Con la votazione della legge sulle unioni civili finisce la storia de PD, che ha rinunciato progressivamente ai propri ideali, per concentrarsi sull’accentramento del potere nelle mani di una sola persona: Renzi. Certo, il partito non si scioglierà subito dopo che un inquisito di rito berlusconiano avrà salvato il governo, ma accelererà l’avanzato stato di trasformazione in atto fino al pieno snaturamento, che precede sempre la fine (vedi PSI di Craxi).
Che faranno Bersani, Cuperlo, Speranza e tutti quelli che hanno sempre detto o noi o Verdini?
Probabilmente niente, se non lanciare (forse) un altro penultimatum, per spostare la loro fatale decisione ad altri limiti invalicabili, ma semoventi. Chi veramente viene colpito in pieno da questo sfaldamento è l’elettorato ex-PD. Che s’era aggrappato a Barca, poi a Marino, sperando in Pisapia, mentre i giovani turchi si sono nel frattempo invecchiati e adeguati. Resiste solo Zingaretti, che fa bene il suo lavoro alla Regione Lazio, ma evita accuratamente ogni commento sul partito.
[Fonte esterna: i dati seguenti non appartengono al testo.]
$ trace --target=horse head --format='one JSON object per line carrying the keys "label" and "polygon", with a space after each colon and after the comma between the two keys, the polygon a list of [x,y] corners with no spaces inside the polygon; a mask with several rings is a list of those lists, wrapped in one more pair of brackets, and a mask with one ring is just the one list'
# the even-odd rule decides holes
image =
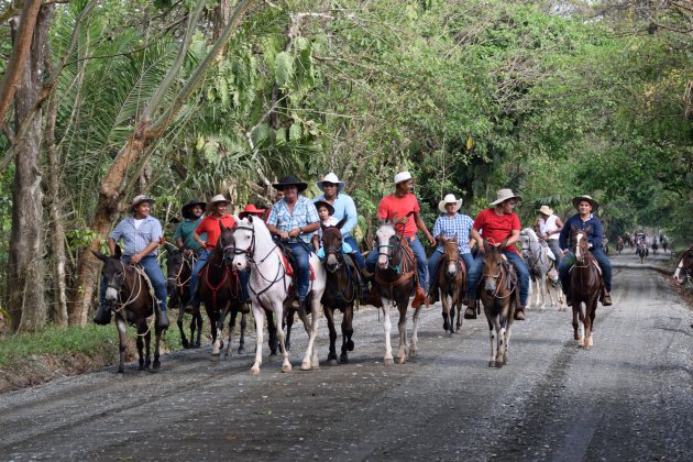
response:
{"label": "horse head", "polygon": [[484,239],[484,268],[482,278],[484,280],[484,292],[492,297],[498,293],[498,284],[503,278],[503,264],[506,262],[506,258],[502,251],[507,245],[507,242],[508,239],[506,238],[501,245],[495,246],[490,245]]}

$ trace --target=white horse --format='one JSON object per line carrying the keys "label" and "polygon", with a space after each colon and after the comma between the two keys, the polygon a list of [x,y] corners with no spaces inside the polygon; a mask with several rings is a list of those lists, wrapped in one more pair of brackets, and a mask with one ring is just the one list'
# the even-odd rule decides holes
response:
{"label": "white horse", "polygon": [[[289,372],[292,364],[289,363],[288,353],[284,344],[282,319],[285,302],[290,302],[288,298],[292,294],[293,278],[287,274],[284,255],[277,244],[272,240],[272,235],[265,222],[258,218],[253,219],[252,216],[237,220],[237,222],[238,227],[233,231],[235,239],[233,265],[238,270],[242,270],[249,264],[251,266],[248,288],[252,301],[253,318],[255,319],[255,330],[257,331],[257,338],[255,340],[255,363],[251,369],[251,374],[260,374],[265,310],[274,312],[277,326],[277,340],[284,359],[282,372]],[[308,287],[311,315],[310,322],[308,322],[308,315],[305,310],[299,309],[299,316],[308,334],[308,348],[306,349],[306,354],[300,364],[300,369],[304,371],[319,365],[315,343],[318,334],[320,299],[322,298],[327,280],[322,263],[314,253],[310,254],[310,265],[312,265],[316,275],[315,280],[311,280]]]}
{"label": "white horse", "polygon": [[[383,223],[376,231],[377,237],[377,267],[375,270],[375,282],[378,285],[381,298],[383,300],[383,329],[385,330],[385,365],[391,365],[393,361],[393,349],[391,344],[389,310],[395,307],[399,310],[399,349],[397,352],[397,363],[404,364],[407,355],[407,310],[409,300],[416,290],[416,260],[414,253],[405,245],[400,237],[397,235],[392,222]],[[374,250],[375,252],[375,250]],[[421,306],[414,311],[414,331],[411,343],[409,344],[409,358],[415,358],[418,352],[419,314]]]}

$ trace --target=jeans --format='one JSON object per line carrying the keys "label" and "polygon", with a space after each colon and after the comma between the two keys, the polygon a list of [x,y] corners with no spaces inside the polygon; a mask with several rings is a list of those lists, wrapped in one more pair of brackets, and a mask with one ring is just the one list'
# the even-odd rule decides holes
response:
{"label": "jeans", "polygon": [[[517,278],[519,279],[519,289],[520,289],[520,306],[527,306],[527,298],[529,297],[529,268],[527,267],[527,263],[515,252],[510,251],[502,251],[508,262],[513,264],[515,267],[515,272],[517,273]],[[484,270],[484,255],[479,254],[476,258],[471,264],[471,267],[466,272],[466,296],[470,301],[474,299],[476,283],[481,277],[482,271]]]}
{"label": "jeans", "polygon": [[[130,255],[123,255],[121,260],[123,261],[123,263],[129,264]],[[144,274],[146,274],[146,276],[152,282],[152,287],[154,287],[154,295],[156,296],[156,299],[158,300],[158,309],[162,311],[166,311],[166,298],[167,298],[166,278],[164,277],[164,273],[162,272],[162,268],[158,266],[158,263],[156,262],[156,256],[155,255],[145,256],[144,258],[140,260],[140,265],[144,270]],[[103,280],[103,278],[101,278],[100,292],[101,292],[100,294],[101,306],[105,306],[106,305],[106,282]]]}
{"label": "jeans", "polygon": [[[464,262],[464,267],[469,272],[470,266],[472,266],[472,261],[474,260],[472,257],[472,254],[461,253],[460,256],[462,257],[462,261]],[[433,253],[431,254],[431,257],[428,260],[428,277],[430,280],[435,280],[433,278],[438,276],[436,274],[436,270],[438,270],[438,262],[440,262],[441,257],[442,257],[442,252],[435,250]]]}
{"label": "jeans", "polygon": [[292,250],[294,257],[296,258],[296,266],[294,271],[297,273],[296,277],[296,292],[298,293],[298,299],[305,301],[308,298],[308,287],[310,286],[310,254],[306,249],[306,244],[300,242],[292,242],[285,244]]}
{"label": "jeans", "polygon": [[[604,277],[604,288],[606,292],[612,292],[612,262],[604,254],[602,249],[590,249],[590,253],[594,256],[594,260],[597,261],[600,267],[602,268],[602,276]],[[568,252],[563,260],[561,260],[561,264],[559,265],[559,277],[561,279],[561,285],[563,286],[563,293],[568,295],[570,288],[570,268],[575,263],[575,257],[571,252]]]}
{"label": "jeans", "polygon": [[[416,271],[419,274],[419,286],[426,289],[428,287],[428,266],[426,264],[426,252],[424,251],[424,245],[418,238],[407,239],[411,251],[414,252],[414,257],[416,258]],[[370,273],[375,273],[375,265],[377,264],[378,250],[377,248],[373,249],[369,256],[366,257],[366,268]]]}

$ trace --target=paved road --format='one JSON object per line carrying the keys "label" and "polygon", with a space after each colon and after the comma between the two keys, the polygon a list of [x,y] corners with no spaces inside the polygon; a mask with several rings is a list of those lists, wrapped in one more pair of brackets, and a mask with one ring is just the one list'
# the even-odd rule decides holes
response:
{"label": "paved road", "polygon": [[[378,312],[356,314],[350,364],[249,374],[252,350],[210,366],[209,350],[164,358],[160,374],[108,369],[0,395],[2,460],[691,460],[692,315],[662,276],[614,256],[614,306],[594,348],[570,316],[530,310],[510,363],[486,366],[485,320],[442,332],[424,315],[420,351],[382,363]],[[320,358],[327,355],[322,320]]]}

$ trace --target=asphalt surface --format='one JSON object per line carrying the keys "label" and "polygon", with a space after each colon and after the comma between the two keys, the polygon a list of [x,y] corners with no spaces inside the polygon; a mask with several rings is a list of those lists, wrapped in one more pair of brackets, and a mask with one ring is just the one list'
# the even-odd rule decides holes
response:
{"label": "asphalt surface", "polygon": [[613,261],[614,306],[597,308],[590,351],[570,310],[532,309],[509,363],[490,369],[485,319],[450,337],[436,305],[418,356],[385,366],[382,315],[361,309],[349,364],[322,365],[321,319],[318,370],[299,370],[298,322],[286,374],[265,348],[250,375],[251,337],[217,365],[207,346],[163,356],[157,374],[131,363],[0,395],[0,460],[690,461],[693,316],[630,252]]}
Insomma, quella che doveva essere l’unione tra Margherita e PDS si è rivelata un inglobamento vincente dei neo-democristiani a scapito dei post-comunisti. E ora Renzi ha fatto il suo definitivo outing conservatore accettando il sostegno decisivo di Verdini, a danno dei diritti dei gay, ristabilendo una piena sintonia con il family day. Ma alle elezioni comunali arriveranno notizie così brutte per il PD, che nulla sarà più come prima. Siamo solo all’inizio. Della fine.